= Water associated fraction =

The water associated fraction (WAF), sometimes termed the water-soluble fraction (W.S.F.), is the solution of low molecular mass hydrocarbons naturally released from petroleum hydrocarbon mixtures in contact with water. Although generally regarded as hydrophobic, many petroleum hydrocarbons are soluble in water to a limited extent. This combination often also contains less soluble, higher molecular mass components, and more soluble products of chemical and biological degradation.

==Toxicity==
Low molecular mass compounds account for much of the toxic nature of hydrocarbon spills. In particular, benzene, toluene, ethyl benzene and the xylenes (BTEX) are of great environmental interest due to their availability to organisms.

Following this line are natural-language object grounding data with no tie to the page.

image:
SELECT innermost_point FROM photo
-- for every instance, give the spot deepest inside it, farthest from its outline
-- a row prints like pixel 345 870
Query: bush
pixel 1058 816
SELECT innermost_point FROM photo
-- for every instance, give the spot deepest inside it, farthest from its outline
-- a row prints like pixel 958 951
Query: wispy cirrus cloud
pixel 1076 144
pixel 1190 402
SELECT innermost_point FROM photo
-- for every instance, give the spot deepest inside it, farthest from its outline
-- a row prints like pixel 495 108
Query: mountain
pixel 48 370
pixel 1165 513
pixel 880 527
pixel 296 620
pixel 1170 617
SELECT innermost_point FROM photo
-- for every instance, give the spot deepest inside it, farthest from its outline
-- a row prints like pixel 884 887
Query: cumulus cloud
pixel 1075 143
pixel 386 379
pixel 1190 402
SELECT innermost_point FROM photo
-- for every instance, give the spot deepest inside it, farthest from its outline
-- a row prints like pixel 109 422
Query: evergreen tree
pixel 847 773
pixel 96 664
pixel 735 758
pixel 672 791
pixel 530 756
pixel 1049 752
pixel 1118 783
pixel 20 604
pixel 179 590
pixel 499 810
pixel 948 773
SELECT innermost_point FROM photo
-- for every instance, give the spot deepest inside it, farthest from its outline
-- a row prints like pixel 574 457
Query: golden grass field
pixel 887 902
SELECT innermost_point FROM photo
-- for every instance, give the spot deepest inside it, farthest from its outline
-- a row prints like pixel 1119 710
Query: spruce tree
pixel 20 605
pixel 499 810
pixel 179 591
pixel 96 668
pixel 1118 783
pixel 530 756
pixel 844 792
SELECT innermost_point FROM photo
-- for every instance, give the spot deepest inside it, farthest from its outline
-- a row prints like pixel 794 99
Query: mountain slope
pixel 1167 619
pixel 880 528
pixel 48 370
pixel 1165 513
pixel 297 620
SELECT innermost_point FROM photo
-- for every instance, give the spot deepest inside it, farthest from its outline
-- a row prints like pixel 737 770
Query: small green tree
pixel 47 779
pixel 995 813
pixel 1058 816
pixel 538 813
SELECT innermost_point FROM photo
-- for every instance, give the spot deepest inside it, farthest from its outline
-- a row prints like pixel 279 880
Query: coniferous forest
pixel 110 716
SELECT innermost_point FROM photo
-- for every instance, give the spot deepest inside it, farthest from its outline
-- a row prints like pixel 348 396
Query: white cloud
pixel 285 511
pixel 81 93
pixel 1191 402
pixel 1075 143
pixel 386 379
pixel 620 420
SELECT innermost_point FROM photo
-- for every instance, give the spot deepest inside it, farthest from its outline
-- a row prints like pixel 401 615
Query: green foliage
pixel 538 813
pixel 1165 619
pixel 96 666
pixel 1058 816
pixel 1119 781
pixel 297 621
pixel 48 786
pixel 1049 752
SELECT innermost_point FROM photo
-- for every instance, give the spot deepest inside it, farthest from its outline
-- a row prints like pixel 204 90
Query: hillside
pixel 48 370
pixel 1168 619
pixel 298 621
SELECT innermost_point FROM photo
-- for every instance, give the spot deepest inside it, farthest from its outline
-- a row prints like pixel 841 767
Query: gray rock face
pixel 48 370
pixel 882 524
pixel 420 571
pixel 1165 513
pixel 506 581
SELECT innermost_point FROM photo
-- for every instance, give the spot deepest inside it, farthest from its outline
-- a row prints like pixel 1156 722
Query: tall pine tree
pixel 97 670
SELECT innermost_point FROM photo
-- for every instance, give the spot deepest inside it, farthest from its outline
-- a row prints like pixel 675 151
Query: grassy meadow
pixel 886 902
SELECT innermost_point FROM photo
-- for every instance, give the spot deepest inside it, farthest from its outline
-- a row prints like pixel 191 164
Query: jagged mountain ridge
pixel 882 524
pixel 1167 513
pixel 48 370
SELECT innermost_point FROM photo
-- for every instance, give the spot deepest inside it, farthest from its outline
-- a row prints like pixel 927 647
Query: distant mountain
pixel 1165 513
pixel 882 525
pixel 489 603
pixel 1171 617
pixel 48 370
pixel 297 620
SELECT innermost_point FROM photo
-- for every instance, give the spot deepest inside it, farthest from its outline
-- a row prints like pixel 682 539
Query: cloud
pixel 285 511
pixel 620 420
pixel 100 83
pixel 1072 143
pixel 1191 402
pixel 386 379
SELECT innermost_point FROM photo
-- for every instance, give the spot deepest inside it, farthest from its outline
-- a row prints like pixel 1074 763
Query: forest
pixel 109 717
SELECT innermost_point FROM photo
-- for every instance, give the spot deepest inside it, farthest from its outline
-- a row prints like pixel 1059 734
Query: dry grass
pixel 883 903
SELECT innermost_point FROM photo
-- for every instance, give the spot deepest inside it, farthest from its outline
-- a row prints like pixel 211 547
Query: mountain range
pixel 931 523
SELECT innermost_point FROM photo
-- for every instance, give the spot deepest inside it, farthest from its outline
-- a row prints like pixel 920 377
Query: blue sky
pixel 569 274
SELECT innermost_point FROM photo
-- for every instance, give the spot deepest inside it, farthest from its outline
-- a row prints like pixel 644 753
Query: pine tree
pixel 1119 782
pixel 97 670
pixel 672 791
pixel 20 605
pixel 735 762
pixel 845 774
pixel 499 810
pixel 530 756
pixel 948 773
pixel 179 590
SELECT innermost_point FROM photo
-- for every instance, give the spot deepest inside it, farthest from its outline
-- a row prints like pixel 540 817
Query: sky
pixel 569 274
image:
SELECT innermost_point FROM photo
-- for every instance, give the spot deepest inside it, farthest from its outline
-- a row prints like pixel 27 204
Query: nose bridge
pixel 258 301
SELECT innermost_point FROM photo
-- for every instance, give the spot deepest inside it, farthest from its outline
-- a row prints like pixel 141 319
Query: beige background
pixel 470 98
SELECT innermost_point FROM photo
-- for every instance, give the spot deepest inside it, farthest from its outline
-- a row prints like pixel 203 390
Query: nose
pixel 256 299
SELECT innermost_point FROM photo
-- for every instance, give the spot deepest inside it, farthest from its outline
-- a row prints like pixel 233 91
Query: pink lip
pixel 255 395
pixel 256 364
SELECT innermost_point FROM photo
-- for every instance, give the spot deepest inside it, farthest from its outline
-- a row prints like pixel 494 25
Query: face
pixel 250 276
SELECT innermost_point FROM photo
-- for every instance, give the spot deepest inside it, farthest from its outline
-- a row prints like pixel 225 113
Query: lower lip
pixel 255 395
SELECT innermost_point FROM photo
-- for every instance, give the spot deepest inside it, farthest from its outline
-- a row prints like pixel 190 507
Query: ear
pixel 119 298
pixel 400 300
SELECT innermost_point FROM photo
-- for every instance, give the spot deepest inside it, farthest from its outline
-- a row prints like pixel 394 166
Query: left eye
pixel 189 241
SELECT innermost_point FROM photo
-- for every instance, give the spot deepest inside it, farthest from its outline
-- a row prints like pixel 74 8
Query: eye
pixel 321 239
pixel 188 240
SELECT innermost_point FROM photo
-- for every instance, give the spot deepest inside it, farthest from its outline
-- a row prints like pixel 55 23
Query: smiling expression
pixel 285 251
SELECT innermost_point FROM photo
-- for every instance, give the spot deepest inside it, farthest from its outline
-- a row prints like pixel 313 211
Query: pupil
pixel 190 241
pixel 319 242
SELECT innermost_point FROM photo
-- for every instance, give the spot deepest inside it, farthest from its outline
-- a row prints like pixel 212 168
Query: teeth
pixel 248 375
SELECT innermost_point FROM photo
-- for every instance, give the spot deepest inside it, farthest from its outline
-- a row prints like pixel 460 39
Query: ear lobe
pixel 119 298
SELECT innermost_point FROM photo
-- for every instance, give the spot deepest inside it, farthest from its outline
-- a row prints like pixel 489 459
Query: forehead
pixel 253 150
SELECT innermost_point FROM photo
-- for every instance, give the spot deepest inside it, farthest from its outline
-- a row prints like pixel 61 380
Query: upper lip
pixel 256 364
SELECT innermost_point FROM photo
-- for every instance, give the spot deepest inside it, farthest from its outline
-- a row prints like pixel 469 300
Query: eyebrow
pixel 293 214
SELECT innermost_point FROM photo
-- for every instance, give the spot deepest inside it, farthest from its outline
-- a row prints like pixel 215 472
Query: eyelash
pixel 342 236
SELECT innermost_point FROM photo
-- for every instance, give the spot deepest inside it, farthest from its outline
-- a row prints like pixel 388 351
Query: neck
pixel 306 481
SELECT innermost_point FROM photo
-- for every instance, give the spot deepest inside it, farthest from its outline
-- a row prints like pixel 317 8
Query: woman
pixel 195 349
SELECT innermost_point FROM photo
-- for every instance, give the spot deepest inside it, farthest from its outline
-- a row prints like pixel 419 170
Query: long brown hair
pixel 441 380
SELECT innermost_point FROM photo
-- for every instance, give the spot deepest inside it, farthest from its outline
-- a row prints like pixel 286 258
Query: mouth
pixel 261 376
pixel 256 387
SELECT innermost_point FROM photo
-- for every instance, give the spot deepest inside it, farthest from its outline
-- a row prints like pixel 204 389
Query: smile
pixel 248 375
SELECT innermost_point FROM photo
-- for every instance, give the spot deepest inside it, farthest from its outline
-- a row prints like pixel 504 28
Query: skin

This availability, also influenced by volatility and reactivity, impacts on biodegradation and bioremediation in water and soil environments, with even dissolved components within pore water considered bioavailable.

==Concentration==
The WAF is found in greatest concentration close to the bulk phase of hydrocarbons, the progress of which is often limited by physical containment measures such as booms. The dissolved components of petroleum mixtures such as crude oil can become subject to the transport mechanisms of the bulk aqueous phase. Source identification of these can therefore become problematic without the visual indications usually expected with petroleum hydrocarbon spills. However, after relatively short periods of exposure, the chemical profile of the original oils is still largely intact, allowing chemical analysis to provide identification and discriminate between different petroleum sources.

==Dissolution==
In freshwater aquatic environments, dissolution is the greatest physical weathering process after evaporation. Under the same conditions, the rate of dissolution is between 0.01% and 1% of the rate of evaporation for alkanes and aromatic compounds. Once dissolved, these components are more available to organisms and therefore susceptible to biodegradation processes and experience increased rates of photochemical and chemical degradation. These components represent some of the most toxic oil ingredients because of their increased bioavailability, with reduction in toxicity occurring on emulsification or absorption to colloids which restrict availability to organisms.